Carol Leifer Quotes and Jokes


Oh, this is fun - went to a nude beach for the first time. Yeah, that's what I thought. You ever been to a nude beach? Thought it would be all sexy and hot. Oh my God, what a flubber fest! Everybody who shouldn't be naked is naked - didn't make me want to take off my clothes, made me want to take out my contacts.

When you lie about your age, the terrorists win.

I'm wearing a new perfume that I should recommend to the women in the audience; it's called 'Tester.'

Like a lot of women, I'm bisexual. Once I have sex with you - bye!

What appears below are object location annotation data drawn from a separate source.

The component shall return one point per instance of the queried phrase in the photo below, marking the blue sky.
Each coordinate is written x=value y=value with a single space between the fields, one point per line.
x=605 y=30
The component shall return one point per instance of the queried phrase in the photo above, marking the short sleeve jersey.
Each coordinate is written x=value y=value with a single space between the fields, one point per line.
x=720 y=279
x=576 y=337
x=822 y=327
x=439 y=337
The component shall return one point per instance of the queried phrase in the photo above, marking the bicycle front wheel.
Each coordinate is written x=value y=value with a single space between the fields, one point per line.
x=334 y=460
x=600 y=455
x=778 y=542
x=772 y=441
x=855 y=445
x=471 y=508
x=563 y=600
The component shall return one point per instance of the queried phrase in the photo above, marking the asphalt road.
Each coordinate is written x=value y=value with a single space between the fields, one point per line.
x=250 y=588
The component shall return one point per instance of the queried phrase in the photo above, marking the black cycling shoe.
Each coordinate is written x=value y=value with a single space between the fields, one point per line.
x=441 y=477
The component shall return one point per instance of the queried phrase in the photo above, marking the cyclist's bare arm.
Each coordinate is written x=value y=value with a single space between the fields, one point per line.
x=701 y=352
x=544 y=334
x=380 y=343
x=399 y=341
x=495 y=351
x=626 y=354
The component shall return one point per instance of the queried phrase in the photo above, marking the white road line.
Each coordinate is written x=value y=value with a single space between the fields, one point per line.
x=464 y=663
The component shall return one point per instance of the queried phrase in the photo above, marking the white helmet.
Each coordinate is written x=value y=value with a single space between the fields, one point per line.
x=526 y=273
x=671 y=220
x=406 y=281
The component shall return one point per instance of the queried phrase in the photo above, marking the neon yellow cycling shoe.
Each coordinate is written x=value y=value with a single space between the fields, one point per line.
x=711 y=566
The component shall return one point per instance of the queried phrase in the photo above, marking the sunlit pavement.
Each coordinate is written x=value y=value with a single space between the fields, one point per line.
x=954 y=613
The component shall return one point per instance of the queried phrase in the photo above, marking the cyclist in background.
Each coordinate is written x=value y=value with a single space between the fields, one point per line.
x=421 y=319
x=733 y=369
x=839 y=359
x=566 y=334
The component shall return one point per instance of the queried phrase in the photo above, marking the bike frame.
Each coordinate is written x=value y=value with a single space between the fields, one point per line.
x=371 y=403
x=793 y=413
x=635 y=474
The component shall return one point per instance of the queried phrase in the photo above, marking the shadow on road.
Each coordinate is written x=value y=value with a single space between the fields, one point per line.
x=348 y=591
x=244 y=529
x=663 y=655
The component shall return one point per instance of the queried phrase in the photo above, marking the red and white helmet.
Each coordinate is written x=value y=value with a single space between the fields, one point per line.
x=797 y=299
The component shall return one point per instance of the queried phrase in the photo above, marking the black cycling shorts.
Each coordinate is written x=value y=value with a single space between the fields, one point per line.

I was over there in Hawaii. I was there on the big island. The 'Big Island' - that name cracks me up. First of all, it's not that big, so I'm pretty sure a guy came up with that name.

When do we put on the lingerie? Always at the beginning of the relationship - first couple of months, strutting around the bedroom wearing a teddy. Yeah, six months later, you've stopped shaving your legs and you look like a teddy.

Whenever I travel I like to keep the seat next to me empty. I found a great way to do it. When someone walks down the aisle and says to you, "Is someone sitting there?" just say, "No one-except the Lord."

He tricked me into marrying him. He told me he was pregnant.

I recently became vegan because I felt that as a Jewish lesbian, I wasn't part of a small enough minority. So now I'm a Jewish lesbian vegan.

New York: the only city where people make radio requests like "This is for Tina - I'm sorry I stabbed you."

Sex when you’re married is like going to a 7-Eleven. There’s not as much variety, but at three in the morning, it’s always there.

It was a mixed marriage. I'm human, he was a Klingon.

I had been vegan for about six months when I went to a taping of Ellen's show. She had heard that I was vegan and was inquiring about it. Lesbians are really known for being animal lovers. Gay women always have so many pets. Besides loving my dogs, I really see animals all on the same plane. And after reading a book like Skinny Bitch or seeing videos from inside a dairy farm or a slaughterhouse, it's really hard to turn back. Because we love animals so much, it's the next logical step.

My kind of gay, meeting a woman and falling in love, is a different experience because it wasn't anything about 'Oh, I've always been gay and I'm breaking the chains.'

There were very few women comics when I started out doing stand-up. But I always saw that as a great advantage.